The 100-Point Wine

Mar 12, 2013 | Blog

Creators Syndicate

It isn’t often that I hand out a perfect score to one of the thousands of wine samples I taste each year.

I can remember a Montrachet from Drouhin, a cabernet from Nickel & Nickel. There have been a handful of others, always from the usual suspects: world-renowned wineries, rock-star winemakers, hallowed vineyard ground.

Feudi di San Gregorio is none of these things in the conventional sense. This relatively new, relatively modern winery was founded in 1986 in the small village of Sorbo Serpico, in the Campania region of southern Italy. The winery sits in the shadows of Mount Vesuvius. The sandstone and marl soils are laden with mineral-rich volcanic ash from the frequent eruptions of Vesuvius.

There is little doubt Vesuvius contributes mightily to the personality of the wines. They all have backbone. The reds are massively structured, with mouth-puckering tannins and firm acidity that can carry them for decades. The whites are rich and oily, with scintillating acidity that defies logic considering how close the region is to the warmth of the Mediterranean Sea.

The most important red grape is aglianico, a variety little known outside of southern Italy. It can be unfriendly, even off-putting at times. For more than a century, the wines made from aglianico were rustic and mean, needing years in the cellar to be ready to drink. Over the past quarter-century, Feudi di San Gregorio and a handful of other wineries in the area have worked at improvements in the vineyard and the cellar to make the wines more approachable.

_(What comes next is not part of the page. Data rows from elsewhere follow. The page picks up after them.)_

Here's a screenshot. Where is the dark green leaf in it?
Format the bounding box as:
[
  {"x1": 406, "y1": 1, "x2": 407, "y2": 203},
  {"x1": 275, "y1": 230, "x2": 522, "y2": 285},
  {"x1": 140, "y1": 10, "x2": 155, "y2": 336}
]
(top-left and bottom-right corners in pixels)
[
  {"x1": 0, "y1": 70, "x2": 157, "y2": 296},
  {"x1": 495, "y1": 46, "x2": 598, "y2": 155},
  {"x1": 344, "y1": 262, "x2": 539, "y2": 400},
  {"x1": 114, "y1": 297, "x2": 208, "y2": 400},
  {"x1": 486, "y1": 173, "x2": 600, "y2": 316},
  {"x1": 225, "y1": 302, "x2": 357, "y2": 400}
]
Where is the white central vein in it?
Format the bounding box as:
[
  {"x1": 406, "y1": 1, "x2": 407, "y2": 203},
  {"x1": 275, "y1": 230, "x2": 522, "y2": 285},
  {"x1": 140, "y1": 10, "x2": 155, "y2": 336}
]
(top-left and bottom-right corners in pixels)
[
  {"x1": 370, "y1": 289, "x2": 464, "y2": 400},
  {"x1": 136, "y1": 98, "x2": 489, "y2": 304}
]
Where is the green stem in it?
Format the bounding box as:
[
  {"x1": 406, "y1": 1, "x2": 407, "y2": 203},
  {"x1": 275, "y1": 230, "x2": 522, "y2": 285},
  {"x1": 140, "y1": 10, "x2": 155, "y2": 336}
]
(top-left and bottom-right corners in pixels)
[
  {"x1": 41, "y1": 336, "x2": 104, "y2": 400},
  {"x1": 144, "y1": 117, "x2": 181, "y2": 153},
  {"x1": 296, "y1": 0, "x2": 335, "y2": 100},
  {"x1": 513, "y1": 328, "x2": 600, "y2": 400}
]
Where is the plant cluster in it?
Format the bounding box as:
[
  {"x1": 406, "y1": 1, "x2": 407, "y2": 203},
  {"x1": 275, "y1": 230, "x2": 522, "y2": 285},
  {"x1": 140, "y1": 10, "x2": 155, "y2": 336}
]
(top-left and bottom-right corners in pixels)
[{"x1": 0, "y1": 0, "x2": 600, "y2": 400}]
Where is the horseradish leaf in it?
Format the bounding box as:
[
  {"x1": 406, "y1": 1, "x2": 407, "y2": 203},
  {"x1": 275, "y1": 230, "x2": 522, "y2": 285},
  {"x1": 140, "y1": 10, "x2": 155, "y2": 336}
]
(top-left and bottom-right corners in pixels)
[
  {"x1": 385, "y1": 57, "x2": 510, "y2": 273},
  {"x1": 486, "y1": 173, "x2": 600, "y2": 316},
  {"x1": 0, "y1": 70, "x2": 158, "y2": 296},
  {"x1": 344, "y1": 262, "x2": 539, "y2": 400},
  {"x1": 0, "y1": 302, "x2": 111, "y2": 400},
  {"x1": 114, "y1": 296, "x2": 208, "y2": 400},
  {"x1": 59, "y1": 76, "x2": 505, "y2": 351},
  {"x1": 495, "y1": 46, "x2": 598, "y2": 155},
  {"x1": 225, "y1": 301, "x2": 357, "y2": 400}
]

Serpico, which carries the Irpinia IGT designation as its appellation of origin, is Feudi di San Gregorio’s flagship wine. The Serpico vineyards are planted at more than 1,000 feet of elevation and range from 40 to 70 years old. I have long thought it is one of the greatest red wines in the world. I tasted the 2008 Serpico in a flight of a dozen mostly impressive Italian reds. It was the standout by far. Ten hours later, I went back to retaste the open bottle and found it to be even better the second time around.

It is quite possible that Serpico would not be to your liking. For me, however, the complex flavors, the remarkable structure, the real or imagined potential for historic longevity all add up to what I am looking for in the perfect red wine.

And that, dear reader, is why the 2008 Feudi di San Gregorio Serpico is a 100-point wine.